Systematic error is sometimes called statistical bias. It may often be reduced by very carefully standardized procedures. Part of the education in every science is how to use the standard instruments of the discipline.
The random error (or random variation) is due to factors which we cannot (or do not) control. It may be too expensive or we may be too ignorant of these factors to control them each time we measure. It may even be that whatever we are trying to measure is changing in time (see dynamic models), or is fundamentally probabilistic (as is the case in quantum mechanics — see Measurement in quantum mechanics). Random error often occurs when instruments are pushed to their limits. For example, it is common for digital balances to exhibit random error in their least significant digit. Three measurements of a single object might read something like 0.9111g, 0.9110g, and 0.9112g.
Systematic errors versus random errors
Measurement errors can be divided into two components: random error and systematic error.
Random error is always present in a measurement. It is caused by inherently unpredictable fluctuations in the readings of a measurement apparatus or in the experimenter's interpretation of the instrumental reading. Random errors show up as different results for ostensibly the same repeated measurement. They can be estimated by comparing multiple measurements, and reduced by averaging multiple measurements.
Systematic error, however, is predictable and typically constant or proportional to the true value. If the cause of the systematic error can be identified, then it usually can be eliminated. Systematic errors are caused by imperfect calibration of measurement instruments or imperfect methods of observation, or interference of the environment with the measurement process, and always affect the results of an experiment in a predictable direction.

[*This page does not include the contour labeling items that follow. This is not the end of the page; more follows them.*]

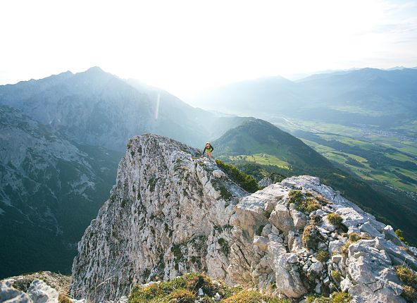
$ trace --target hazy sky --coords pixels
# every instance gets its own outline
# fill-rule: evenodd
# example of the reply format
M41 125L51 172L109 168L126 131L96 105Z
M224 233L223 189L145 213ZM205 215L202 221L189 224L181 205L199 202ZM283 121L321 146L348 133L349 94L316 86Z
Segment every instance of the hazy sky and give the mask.
M417 1L0 1L0 84L93 66L179 97L247 78L417 66Z

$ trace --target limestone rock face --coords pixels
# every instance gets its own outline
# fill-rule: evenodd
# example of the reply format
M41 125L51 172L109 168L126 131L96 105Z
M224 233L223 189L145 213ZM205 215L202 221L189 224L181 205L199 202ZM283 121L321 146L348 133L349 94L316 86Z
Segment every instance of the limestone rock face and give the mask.
M317 178L249 194L197 156L159 136L130 142L111 197L79 243L73 296L117 300L134 284L204 271L294 302L340 289L356 302L404 302L394 266L417 268L416 249L391 227ZM294 203L294 190L314 207Z
M27 290L27 295L34 303L57 302L59 294L56 290L42 280L35 280Z
M197 156L157 135L130 142L111 197L79 243L74 297L113 299L134 283L190 271L227 279L229 221L237 199L248 194Z
M32 299L27 294L13 287L13 280L0 281L0 302L32 303Z

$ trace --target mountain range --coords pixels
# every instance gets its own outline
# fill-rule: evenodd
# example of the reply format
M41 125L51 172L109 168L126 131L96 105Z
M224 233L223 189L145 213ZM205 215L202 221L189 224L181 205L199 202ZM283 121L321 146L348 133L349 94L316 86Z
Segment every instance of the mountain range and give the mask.
M247 173L275 172L290 177L313 175L337 189L350 201L379 220L401 228L407 238L417 240L414 218L417 205L404 197L393 197L373 189L366 182L341 169L299 139L273 124L253 119L232 128L213 142L220 159L234 163ZM271 164L273 164L271 166ZM281 166L277 170L276 166Z
M299 83L276 78L254 85L263 87L258 99L265 104L245 109L242 99L231 106L235 113L248 110L252 116L262 107L270 114L301 107ZM277 92L287 96L282 107L269 97ZM244 93L242 89L239 96ZM261 120L194 108L163 89L97 67L0 86L0 237L6 247L0 253L4 264L0 277L69 271L76 243L111 190L127 140L144 132L200 147L218 138L215 154L230 161L230 156L270 157L286 175L319 175L414 240L413 210L403 211L399 205L391 211L394 203L289 133ZM406 215L399 218L402 213Z
M417 70L376 68L313 75L297 82L280 76L205 92L190 102L208 109L269 118L292 117L345 125L391 126L417 113Z

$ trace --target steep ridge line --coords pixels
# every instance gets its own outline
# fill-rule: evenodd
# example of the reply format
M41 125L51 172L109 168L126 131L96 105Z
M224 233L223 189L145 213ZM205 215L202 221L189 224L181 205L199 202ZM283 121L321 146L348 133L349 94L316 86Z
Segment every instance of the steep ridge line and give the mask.
M249 195L199 156L154 135L130 141L79 243L73 296L117 299L135 284L205 272L290 298L341 290L358 302L406 302L394 266L416 269L417 249L390 226L317 178Z

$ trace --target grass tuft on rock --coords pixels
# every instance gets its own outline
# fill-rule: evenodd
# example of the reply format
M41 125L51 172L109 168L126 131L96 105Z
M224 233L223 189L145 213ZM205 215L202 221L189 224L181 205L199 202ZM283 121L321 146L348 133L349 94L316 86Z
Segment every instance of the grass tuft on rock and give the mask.
M404 297L409 302L417 301L417 291L416 288L410 285L403 285L403 292L401 294L402 297Z
M339 214L331 213L328 215L328 221L330 224L339 227L342 224L343 219Z
M274 298L263 295L257 290L243 290L227 299L221 300L221 303L290 303L287 299Z
M401 282L406 285L417 286L417 274L404 265L395 266L395 272Z
M351 295L347 292L333 292L330 297L309 295L306 299L306 303L349 303L352 299Z
M71 300L66 295L59 294L58 303L71 303Z
M230 179L247 192L255 192L261 189L254 177L242 173L236 166L218 159L216 160L216 163Z
M340 283L342 280L342 273L339 271L332 271L331 276L333 280L337 283Z
M198 295L199 289L204 293ZM257 290L242 290L242 287L229 287L223 283L213 283L205 275L187 273L168 282L158 282L144 287L137 285L129 295L130 303L213 303L216 293L220 296L220 303L290 303Z
M316 258L320 262L325 262L330 257L330 254L324 250L319 250Z
M316 249L319 242L318 233L314 225L306 226L301 237L303 245L308 249Z
M311 197L305 197L301 190L292 190L288 194L288 205L294 204L295 209L299 211L311 213L321 208L320 203Z

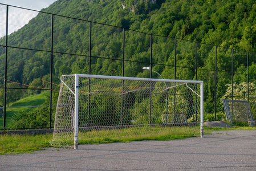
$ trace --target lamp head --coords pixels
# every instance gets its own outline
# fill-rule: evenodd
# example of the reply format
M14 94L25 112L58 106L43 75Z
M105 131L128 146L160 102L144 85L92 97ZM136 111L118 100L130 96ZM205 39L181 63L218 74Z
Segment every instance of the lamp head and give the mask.
M151 70L151 68L149 67L144 67L143 68L142 68L143 70Z

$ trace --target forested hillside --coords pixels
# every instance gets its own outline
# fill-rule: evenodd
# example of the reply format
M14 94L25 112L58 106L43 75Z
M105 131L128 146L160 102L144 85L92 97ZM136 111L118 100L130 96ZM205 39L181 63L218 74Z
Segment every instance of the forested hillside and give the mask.
M253 0L59 0L42 11L70 17L54 16L53 74L56 83L59 83L59 77L63 74L89 72L90 23L74 18L94 22L92 23L92 74L121 76L120 59L123 55L123 28L126 30L125 76L148 78L148 71L143 71L142 67L149 66L150 62L150 34L154 35L153 68L166 79L174 77L174 39L170 38L178 38L175 52L176 79L196 79L195 44L192 42L256 52L256 3ZM9 36L8 46L46 51L9 48L8 80L40 87L43 87L42 79L49 81L51 22L51 15L41 13ZM2 38L0 44L4 45L5 41L5 37ZM5 51L3 48L0 50L0 76L3 80ZM220 99L227 95L226 84L231 82L231 50L218 48L217 52L219 63L217 69L229 72L221 72L218 75L220 111ZM214 70L215 47L201 44L197 52L199 70L197 79L205 82L206 110L210 113L214 110L214 72L205 71ZM234 74L234 82L237 84L246 82L247 79L247 62L241 55L246 58L246 52L234 54L233 70L237 74ZM254 60L249 62L251 83L255 82ZM9 83L9 86L21 85ZM49 87L48 85L43 86ZM40 90L23 91L23 93L13 92L16 96L10 100L15 101L39 92ZM3 104L2 100L0 101Z

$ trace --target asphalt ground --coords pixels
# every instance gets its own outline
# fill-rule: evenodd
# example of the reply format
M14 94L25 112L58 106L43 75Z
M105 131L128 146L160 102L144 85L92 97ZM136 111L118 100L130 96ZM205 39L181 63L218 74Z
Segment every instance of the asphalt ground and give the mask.
M1 170L256 170L256 131L0 156Z

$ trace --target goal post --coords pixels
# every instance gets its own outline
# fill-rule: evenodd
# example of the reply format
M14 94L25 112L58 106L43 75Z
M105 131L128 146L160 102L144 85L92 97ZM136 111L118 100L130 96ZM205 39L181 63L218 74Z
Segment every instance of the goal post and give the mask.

Incorrect zeroing of an instrument leading to a zero error is an example of systematic error in instrumentation.
The Performance Test Standard PTC 19.1-2005 “Test Uncertainty”, published by the American Society of Mechanical Engineers (ASME), discusses systematic and random errors in considerable detail. In fact, it conceptualizes its basic uncertainty categories in these terms.
Random errors lead to measurable values being inconsistent when repeated measures of a constant attribute or quantity are taken. The word random indicates that they are inherently unpredictable, and have null expected value, namely, they are scattered about the true value, and tend to have null arithmetic mean when a measurement is repeated several times with the same instrument. All measurements are prone to random error. Because random errors are reduced by re-measurement (making n times as many independent measurements will usually reduce random errors by a factor of √n), it is worth repeating an experiment until random errors are similar in size to systematic errors. Additional measurements will be of little benefit, because the overall error cannot be reduced below the systematic error.
Random error can be caused by unpredictable fluctuations in the readings of a measurement apparatus, or in the experimenter's interpretation of the instrumental reading; these fluctuations may be in part due to interference of the environment with the measurement process. The concept of random error is closely related to the concept of precision. The higher the precision of a measurement instrument, the smaller the variability (standard deviation) of the fluctuations in its readings.
Surveys
The term "observational error" is also sometimes used to refer to response errors and some other types of non-sampling error. In survey-type situations, these errors can be mistakes in the collection of data, including both the incorrect recording of a response and the correct recording of a respondent's inaccurate response. These sources of non-sampling error are discussed in Salant and Dillman (1995) and Bland and Altman (1996).